1. Thanks for posting this Paul. I have used this system before with your bookcase I built. I’m pretty sure this is the first time I have seen it done with the recess for the screw on the portion that attaches to the bookshelf.

    Cheers, Dave

  2. I am preparing a hanging tool rack to be placed on the wall right behind my workbench. I have been playing around with different solutions to this. I had not even thought of the French Cleat. Not only am I now thinking of it but this is precisely what I am going to do. I love the chiseled niches to hold the screw in its own recess. I fully intend to do that as well.
    Greetings from the US
    Thanks Paul for all of your insight!

  3. I almost didn’t watch this video, thinking I understood French cleats pretty well, as I’ve used them several times. Then I thought to myself “I bet Paul has a twist on it that improves the concept” and I was right. The screw recess solves a problem that has prevented me from using this on a couple of projects, because the way I’d seen it before had it attached to the back of the thing to be hung, leaving a space behind the cabinet that had to be blocked out with a shim on the bottom of the cabinet. Thanks again Paul for a real insight that seems obvious once you see it, but that a lot of people don’t know about.

  4. When I saw the small wall shelf show up in the email announcement for this video today it brought back very good memories. I have two of these hanging in my house. The first I made at the foundational woodworking class that Paul started in TX. My wife liked it so much that I made a second one. I have always been impressed with the design details. It seems simple at first, but there are lots of subtle details that add visual appeal and that don’t often appear on simple wall shelves. One thing I struggled with was how to hang these on the wall. I ended up simply using screw on picture hanging hooks. I had not heard of the French Cleat when I made these. After learning about French cleats in a cabinet making class I took, I thought they would be the perfect way to hang these shelves. And now here is a video showing Paul doing just that. Now I have to retrofit the ones I already have.

  5. Paul,
    Thanks for a very informative video, like others I had not seen the screw recess before, much neater.

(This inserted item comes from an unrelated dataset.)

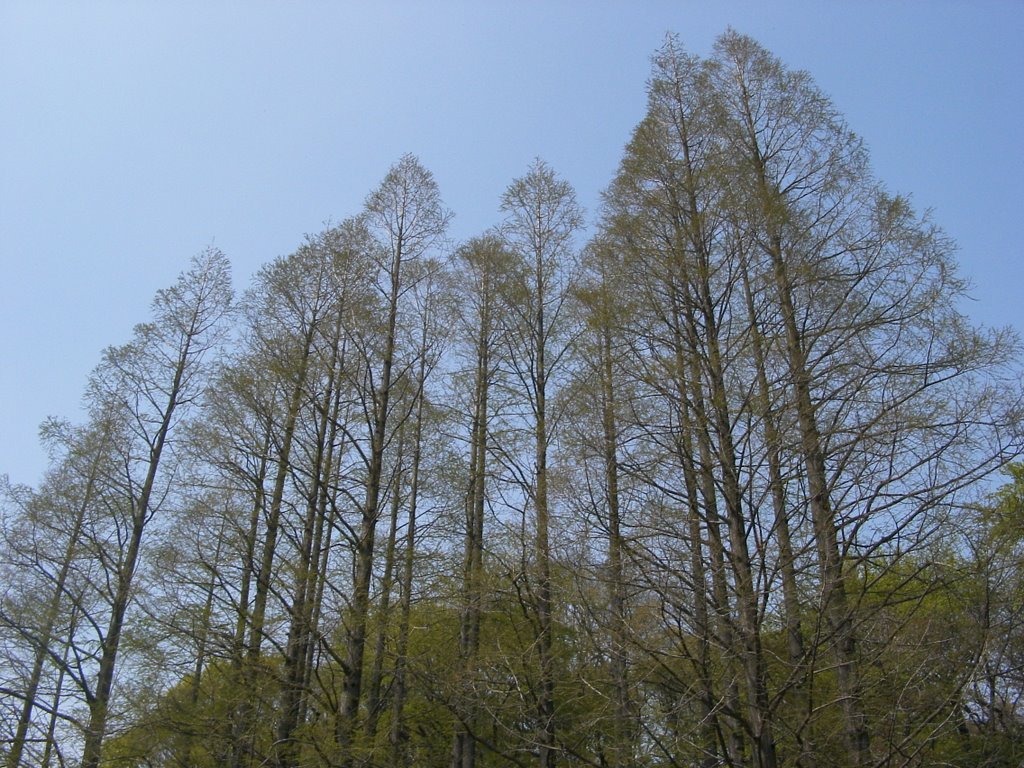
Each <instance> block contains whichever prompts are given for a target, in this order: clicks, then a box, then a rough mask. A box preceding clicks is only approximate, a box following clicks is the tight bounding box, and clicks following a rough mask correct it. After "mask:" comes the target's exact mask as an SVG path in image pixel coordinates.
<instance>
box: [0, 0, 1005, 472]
mask: <svg viewBox="0 0 1024 768" xmlns="http://www.w3.org/2000/svg"><path fill="white" fill-rule="evenodd" d="M730 26H731V27H732V28H734V29H735V30H737V31H738V32H740V33H743V34H746V35H750V36H752V37H754V38H755V39H757V40H758V41H759V42H760V43H761V44H762V45H764V46H765V47H766V48H768V49H769V50H771V51H772V52H773V53H774V54H776V55H777V56H779V57H780V58H781V59H782V60H783V61H784V62H785V63H786V65H787V66H790V67H791V68H794V69H802V70H807V71H808V72H810V73H811V75H812V76H813V77H814V79H815V81H816V82H817V84H818V85H819V87H820V88H821V89H822V90H823V91H824V92H826V93H827V94H829V95H830V96H831V97H833V100H834V102H835V104H836V106H837V108H838V109H839V110H840V111H841V112H842V113H843V114H844V115H845V116H846V118H847V120H848V122H849V124H850V127H851V128H852V129H853V130H854V131H856V132H857V133H858V134H859V135H861V136H862V137H863V138H864V140H865V142H866V144H867V146H868V148H869V151H870V154H871V159H872V167H873V169H874V172H876V174H877V175H878V177H879V178H880V179H882V180H883V181H884V182H885V183H886V184H887V185H888V186H889V188H890V189H891V190H892V191H898V193H903V194H908V195H910V196H911V198H912V201H913V203H914V205H915V206H916V207H918V208H919V209H920V210H925V209H931V210H932V211H933V212H934V220H935V221H936V222H937V223H939V224H940V225H941V226H942V227H943V228H944V229H945V230H946V232H947V233H948V234H949V236H950V237H952V238H953V239H954V240H955V241H956V242H957V243H958V246H959V251H958V259H959V263H961V267H962V275H963V276H965V278H967V279H968V280H970V281H971V282H972V284H973V285H974V288H973V290H972V292H971V294H972V296H973V297H974V299H975V301H974V302H972V303H970V304H969V305H968V306H967V307H966V309H967V311H968V312H969V313H970V314H971V315H972V316H973V317H974V318H975V319H976V321H978V322H979V323H983V324H985V325H996V326H1013V327H1015V328H1017V329H1018V330H1024V318H1022V315H1021V289H1022V284H1024V254H1022V248H1021V245H1020V229H1021V225H1022V223H1024V215H1022V214H1024V210H1022V201H1024V146H1022V135H1021V125H1022V118H1024V2H1014V1H1011V0H1005V1H1004V2H994V1H987V2H986V1H981V2H966V1H965V2H943V1H941V0H932V1H931V2H925V1H924V0H919V1H915V2H910V1H903V2H900V1H893V2H881V0H879V1H871V0H865V1H863V2H838V1H836V2H827V1H821V0H818V1H816V2H810V1H806V2H795V1H794V2H783V1H781V0H780V1H779V2H766V3H755V2H728V1H723V2H695V1H694V2H684V1H678V0H677V2H667V1H657V0H650V1H644V2H610V1H608V2H597V1H594V0H591V1H590V2H584V1H583V0H580V1H578V2H570V1H568V0H562V1H560V2H558V1H555V2H539V1H538V2H511V1H504V0H492V1H489V2H479V1H477V2H470V1H469V0H467V1H465V2H455V1H445V0H435V1H433V2H427V1H422V2H411V1H407V2H376V3H357V2H303V1H297V2H288V3H285V2H268V1H260V0H256V1H253V2H216V1H213V2H170V1H169V0H168V1H167V2H128V1H127V0H124V1H122V2H110V1H104V0H97V1H95V2H89V3H73V2H48V1H46V0H43V1H42V2H29V1H27V0H0V333H2V343H3V345H2V356H0V474H4V473H6V474H9V476H10V479H11V480H12V481H14V482H25V483H35V482H37V481H38V479H39V478H40V476H41V473H42V472H43V470H44V469H45V464H46V461H45V456H44V454H43V451H42V450H41V447H40V446H39V442H38V438H37V429H38V425H39V424H40V422H41V421H42V420H43V419H44V418H46V417H47V416H48V415H54V416H62V417H67V418H70V419H72V420H73V421H75V420H79V419H80V418H81V411H80V398H81V393H82V391H83V389H84V386H85V383H86V378H87V376H88V374H89V372H90V370H91V369H92V368H93V367H94V366H95V364H96V362H97V361H98V360H99V355H100V352H101V350H102V349H103V347H105V346H108V345H111V344H119V343H123V342H124V341H126V340H128V338H129V337H130V335H131V329H132V326H134V325H135V324H136V323H140V322H144V321H146V319H147V318H148V306H150V301H151V299H152V297H153V295H154V293H155V292H156V291H157V290H158V289H160V288H162V287H165V286H167V285H170V284H171V283H172V282H173V281H174V279H175V276H176V275H177V274H178V272H179V271H181V270H182V269H183V268H185V267H186V265H187V262H188V259H189V257H190V256H191V255H194V254H196V253H197V252H199V251H201V250H202V249H204V248H205V247H206V246H208V245H210V244H214V245H216V246H217V247H219V248H220V249H222V250H223V251H224V252H225V253H226V254H227V255H228V257H229V258H230V259H231V261H232V263H233V265H234V274H236V290H237V292H238V293H241V292H242V291H243V290H245V288H246V287H247V286H248V285H249V280H250V276H251V275H252V274H253V273H254V272H255V271H256V270H257V269H258V268H259V267H260V265H262V264H264V263H266V262H267V261H269V260H270V259H272V258H274V257H275V256H280V255H284V254H287V253H289V252H291V251H293V250H294V249H295V248H296V247H297V246H298V245H299V244H300V243H301V241H302V238H303V234H304V233H306V232H313V231H316V230H318V229H321V228H323V225H324V223H325V222H326V221H328V220H334V221H338V220H340V219H343V218H345V217H347V216H349V215H352V214H355V213H357V212H358V210H359V208H360V206H361V203H362V200H364V198H365V197H366V195H367V194H368V193H369V191H370V190H371V189H372V188H374V186H376V185H377V183H378V182H379V181H380V179H381V178H382V177H383V175H384V174H385V173H386V172H387V169H388V167H389V166H390V165H391V164H392V163H394V162H395V161H396V160H397V159H398V158H399V157H400V156H401V155H402V154H403V153H407V152H411V153H414V154H415V155H417V156H418V157H419V158H420V160H421V162H422V163H423V165H424V166H426V167H427V168H428V169H430V170H431V171H432V172H433V173H434V175H435V177H436V179H437V182H438V184H439V186H440V190H441V195H442V197H443V199H444V201H445V203H446V204H447V206H449V207H450V208H451V209H453V211H454V212H455V215H456V218H455V220H454V222H453V226H452V229H451V232H450V233H451V237H452V238H453V240H454V241H460V240H464V239H466V238H468V237H472V236H473V234H476V233H479V232H480V231H482V230H483V229H485V228H486V227H488V226H490V225H493V224H495V223H497V222H498V221H499V220H500V214H499V211H498V207H499V198H500V196H501V194H502V191H503V189H504V188H505V186H507V185H508V183H509V182H510V181H511V180H512V179H513V178H515V177H516V176H519V175H521V174H522V173H523V172H524V171H525V170H526V168H527V166H528V164H529V163H530V161H531V160H532V159H534V158H535V157H542V158H544V159H545V160H546V161H547V162H548V163H550V164H551V165H552V166H553V167H554V168H555V169H556V171H557V172H558V173H559V174H560V175H562V176H563V177H565V178H566V179H567V180H568V181H570V182H571V183H572V184H573V185H574V186H575V188H577V191H578V195H579V199H580V202H581V203H582V204H583V205H584V206H586V207H587V209H588V213H589V217H590V220H591V221H593V219H594V217H595V215H596V213H597V207H598V205H599V195H600V190H601V189H602V188H603V187H604V186H605V185H606V184H607V183H608V181H609V180H610V179H611V176H612V174H613V173H614V170H615V167H616V165H617V163H618V161H620V159H621V157H622V151H623V146H624V145H625V143H626V142H627V141H628V140H629V138H630V132H631V130H632V129H633V127H634V126H635V125H636V123H637V122H638V121H639V120H640V118H641V117H642V115H643V111H644V104H645V98H646V95H645V92H644V87H645V80H646V78H647V76H648V73H649V57H650V55H651V54H652V53H653V52H654V51H655V50H656V49H657V48H658V47H659V45H660V44H662V42H663V40H664V37H665V34H666V33H667V32H674V33H677V34H678V35H679V36H680V39H681V41H682V43H683V45H684V46H685V47H686V48H687V49H689V50H690V51H692V52H694V53H697V54H706V53H708V52H709V51H710V49H711V47H712V45H713V43H714V41H715V38H716V37H717V36H718V35H719V34H721V33H722V32H724V31H725V29H726V28H727V27H730Z"/></svg>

    As an aside, what is the make of countersink that you are using?

    Thanks for all the videos and information you have provided, you are an inspiration to my woodworking.

  6. Another great video, thank you. Would a touch of beeswax or tallow to the screw threads make it a little easier to put the screws in? I keep a chunk of beeswax in my screw bag which I rub onto the screw threads of longer screws before using a power driver to run screws into something.

  7. If the shelves were bigger would you need to secure the cleat to the sides as well? Isn’t it only the glue joint between the top and the rest of the shelf unit holding that and the items you put on it to the wall?


    1. I am also worried about the solidity in the case of the shelf. It is no structural strength, as it would if the top was dovetailed to the sided, but only glue. I have no feeling how much that holds… Best Christian

  8. I think that the Youtube Paul Seller video collection is definitely one of, if not “the” best woodworking instructional video collection freely available today and I want to thank you for the huge amount of time and effort that has gone into the making of these videos.

  9. Thanks Paul, another great video. Quick question…any concerns that the weight of the book shelf plus it’s contents would strain the top housing dado and cause it to fail?

    1. It’s a good question, @hayes. With the statement most glue manufacturers make the the glue is stronger than the wood, then there is generally no problem. That said, endgrain gluing is not as good as long grain to long grain. Different factors do influence our choices and in this case I believe the method is fine, even if filled with books. I have longer book shelves with twice as many shelves but the same width and that has worked fine for years now too. Now then, on multiple shelves you could add a second French cleat to the underside of an adjacent shelf so that it comes beneath the housing dadoes into the sides and this would resolve any and all concerns. As this is indeed a retrofit to an existing shelving unit, working on a new unit design you would generally factor in something like the french cleat so that a wider cleat might facilitate stub tenons into the sides as well as the long grain gluing to the top.

      1. I don’t like very much the screws. I think join to the sides could be stronger and simpler. Even if glue is strong enough, I fill better if load is distributed on the sides and join is mechanical. But if you already have the book shelf probably this is one of the solutions. You could drill the hole and countersink deeper or just use dowels.

  10. the three tire shelf used in the show I have looked at it many times as I see it looks any interesting project I am un able to work out how the top under strut and middle shelf under strut have been done,I would like to say that I am in joying my woodworking thanks to Paul and the team some great shows.